This reading group guide for Writing to Save a Life includes an introduction, discussion questions, and ideas for enhancing your book club. The suggested questions are intended to help your reading group find new and interesting angles and topics for your discussion. We hope that these ideas will enrich your conversation and increase your enjoyment of the book. Introduction In the process of researching civil rights martyr Emmett Till--a fourteen-year-old black boy who was beaten, mutilated, and murdered in 1955 in Mississippi for allegedly whistling at a white woman--John Edgar Wideman finds that Emmett''s father, Private Louis Till, was hanged in Italy in 1945 for rape and murder. Like Emmett Till, Wideman was fourteen in 1955; like Louis Till, Wideman''s father served in World War II. Struck by their similarities and the horror of Emmett and Louis''s stories, the author embarks on a search for the truth of Louis Till''s life and death. From gospel music documentaries to official court transcripts to a cemetery in Brittany, France, Wideman researches the circumstances of Louis''s life and simultaneously explores his own memories of growing up black in the 1940s and 1950s. Wideman imagines what life looked like from the perspectives of Emmett, Louis, and Emmett''s mother, Mamie Till, conjuring their voices to offer up the truth absent from official records.

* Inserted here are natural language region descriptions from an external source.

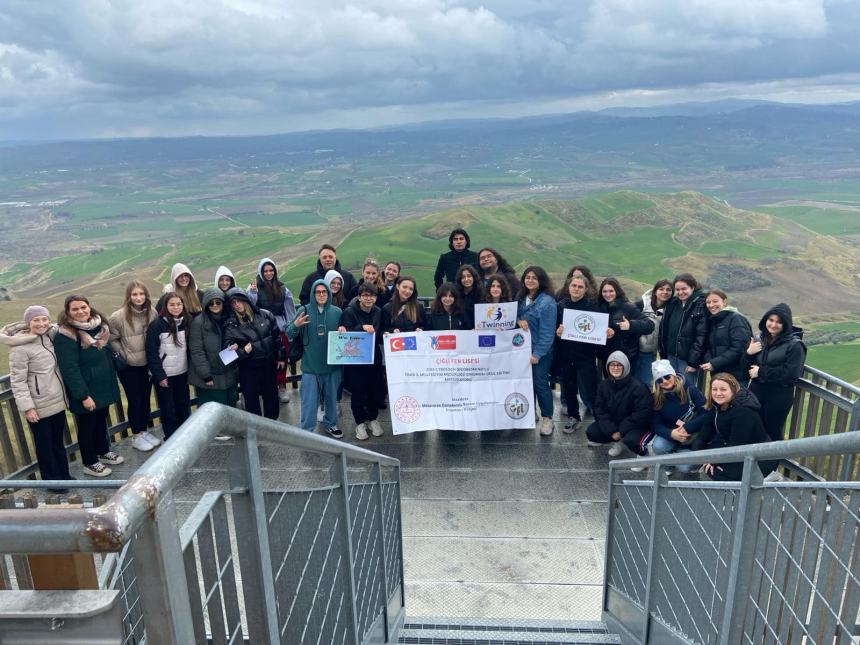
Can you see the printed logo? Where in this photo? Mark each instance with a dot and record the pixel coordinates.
(403, 343)
(516, 406)
(443, 342)
(584, 324)
(407, 409)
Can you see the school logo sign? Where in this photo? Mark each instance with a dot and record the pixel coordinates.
(516, 406)
(443, 342)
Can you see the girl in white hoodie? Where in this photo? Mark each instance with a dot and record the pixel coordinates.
(167, 357)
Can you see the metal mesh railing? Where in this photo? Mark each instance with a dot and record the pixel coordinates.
(722, 563)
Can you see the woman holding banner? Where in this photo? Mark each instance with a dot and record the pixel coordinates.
(537, 314)
(578, 359)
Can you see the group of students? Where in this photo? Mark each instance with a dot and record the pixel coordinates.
(181, 340)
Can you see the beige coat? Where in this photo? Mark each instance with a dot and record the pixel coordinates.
(130, 340)
(34, 374)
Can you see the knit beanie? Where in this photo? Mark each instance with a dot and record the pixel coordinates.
(32, 311)
(661, 368)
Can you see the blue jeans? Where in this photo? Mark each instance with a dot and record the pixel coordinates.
(643, 368)
(540, 380)
(663, 446)
(314, 388)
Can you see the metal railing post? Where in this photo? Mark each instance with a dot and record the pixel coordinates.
(652, 538)
(740, 563)
(252, 534)
(376, 473)
(340, 476)
(161, 578)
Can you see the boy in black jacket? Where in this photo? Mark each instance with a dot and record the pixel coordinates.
(622, 410)
(365, 382)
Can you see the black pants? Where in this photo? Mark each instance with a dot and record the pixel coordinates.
(50, 446)
(776, 402)
(174, 403)
(635, 441)
(579, 376)
(135, 381)
(258, 378)
(366, 384)
(92, 435)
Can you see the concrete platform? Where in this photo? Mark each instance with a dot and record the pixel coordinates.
(506, 524)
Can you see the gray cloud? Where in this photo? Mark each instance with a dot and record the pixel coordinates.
(111, 68)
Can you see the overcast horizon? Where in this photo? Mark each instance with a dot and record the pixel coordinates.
(107, 69)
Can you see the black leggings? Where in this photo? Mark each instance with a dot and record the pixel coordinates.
(135, 381)
(50, 446)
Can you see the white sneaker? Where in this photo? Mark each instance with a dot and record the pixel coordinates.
(545, 427)
(152, 439)
(111, 458)
(139, 442)
(97, 469)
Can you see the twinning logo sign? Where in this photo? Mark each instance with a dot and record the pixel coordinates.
(443, 342)
(500, 315)
(403, 343)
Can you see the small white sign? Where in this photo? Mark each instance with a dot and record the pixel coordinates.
(584, 326)
(228, 355)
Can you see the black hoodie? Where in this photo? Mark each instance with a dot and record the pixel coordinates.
(781, 361)
(348, 281)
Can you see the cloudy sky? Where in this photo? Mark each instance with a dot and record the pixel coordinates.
(108, 68)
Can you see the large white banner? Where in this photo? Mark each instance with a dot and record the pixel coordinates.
(459, 380)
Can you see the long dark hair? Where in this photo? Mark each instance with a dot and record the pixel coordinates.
(620, 296)
(445, 289)
(410, 307)
(64, 320)
(273, 288)
(502, 265)
(477, 284)
(172, 326)
(544, 281)
(657, 285)
(505, 286)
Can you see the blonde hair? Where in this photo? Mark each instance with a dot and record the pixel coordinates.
(678, 388)
(729, 380)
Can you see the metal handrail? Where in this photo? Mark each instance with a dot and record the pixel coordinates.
(846, 442)
(108, 527)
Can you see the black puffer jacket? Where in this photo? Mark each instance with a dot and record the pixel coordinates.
(623, 405)
(626, 341)
(262, 332)
(737, 425)
(205, 341)
(571, 351)
(781, 361)
(689, 344)
(729, 335)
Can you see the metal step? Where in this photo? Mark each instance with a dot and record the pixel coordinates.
(484, 631)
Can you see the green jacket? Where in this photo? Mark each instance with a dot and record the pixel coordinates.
(315, 357)
(86, 371)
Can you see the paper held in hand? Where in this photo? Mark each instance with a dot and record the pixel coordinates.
(585, 326)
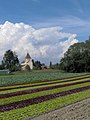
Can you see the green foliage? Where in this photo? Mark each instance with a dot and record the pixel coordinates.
(34, 76)
(37, 65)
(77, 58)
(10, 61)
(36, 109)
(28, 96)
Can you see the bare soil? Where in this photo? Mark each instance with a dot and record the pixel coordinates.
(76, 111)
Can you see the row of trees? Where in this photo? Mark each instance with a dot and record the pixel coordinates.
(10, 61)
(77, 58)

Topics & Questions for Discussion 1. Why was Louis Till''s confidential service file leaked to the press two weeks before the grand jury convened to determine the fate of Emmett Till''s murderers? What effect do you think the file''s revelations had on the jury''s assumptions about Emmett? 2. How do the statistics on the racial breakdown of American soldiers executed after court martials in World War II found by Wideman influence his assumptions about Louis''s trial? 3. When Wideman receives Louis Till''s confidential file from the army, its pages aren''t numbered and they don''t describe the events of Louis''s life in order. Why do you think Wideman is driven to number the pages himself? What problem does he encounter when he tries to do so? 4. What does Wideman find in the Louis Till file about how the results of Louis''s court martial were authorized for release? Does the limited material that exists lead you to suspect there were correspondences setting the groundwork for the leak that weren''t included? 5. What contradictions does Wideman find in the testimony of the Italian residents of the house in which Louis and Fred A. McMurray, a black soldier and his supposed accomplice, allegedly raped two women and murdered one of them? Who was the third soldier at the scene on the night of the rapes, and why do you think he was not charged with a crime? 6.
Is Wideman surprised by the desolation he finds when he travels to Promiseland, South Carolina, his father''s birthplace, to visit the graves of his father''s family? What does the crumbling settlement signify to him? 7. Why did Wideman, as a child, repeatedly decline to visit his grandfather in Virginia despite his grandfather''s eagerness to host him? Would you have made the same decision? 8. When Wideman abandons the book he is writing about Emmett Till, he defines his new project as his "yearning to make some sense out of the American darkness that disconnects colored fathers from sons" (page 17). How does his narrative go about accomplishing this ambitious goal? 9. Throughout Writing to Save a Life Wideman focuses on the process in which he writes the book, describing how he came to Louis Till''s story and how researching it changed him. How does the focus on process affect your reading experience? 10. Wideman''s approach to discovering what truly happened to Louis Till "assume[s] certain prerogatives" by "allowing [his] fiction to enter other people''s true stories" (page 34). He imagines the motivations and thoughts of his subjects as he provides factual context about the social and economic conditions in which they lived.
How does taking these licenses reflect that the Louis Till file itself, though narrated in an objective tone, in fact "writes fiction" (page 113)? Enhance Your Book Club 1. Wideman feels he has an added connection with Louis Till because his father served in the army during the same year. Does anyone in your book club have a parent or grandparent who served in or lived through World War II? Discuss the experiences they shared about that time. 2. Wideman believes the train station where Emmett''s body was returned to his mother may have been the one in which gospel legend Willie Mae Ford appears in the documentary Say Amen, Somebody . Watch the documentary and find the scene. How does knowing the story of Emmett change the impression it makes?.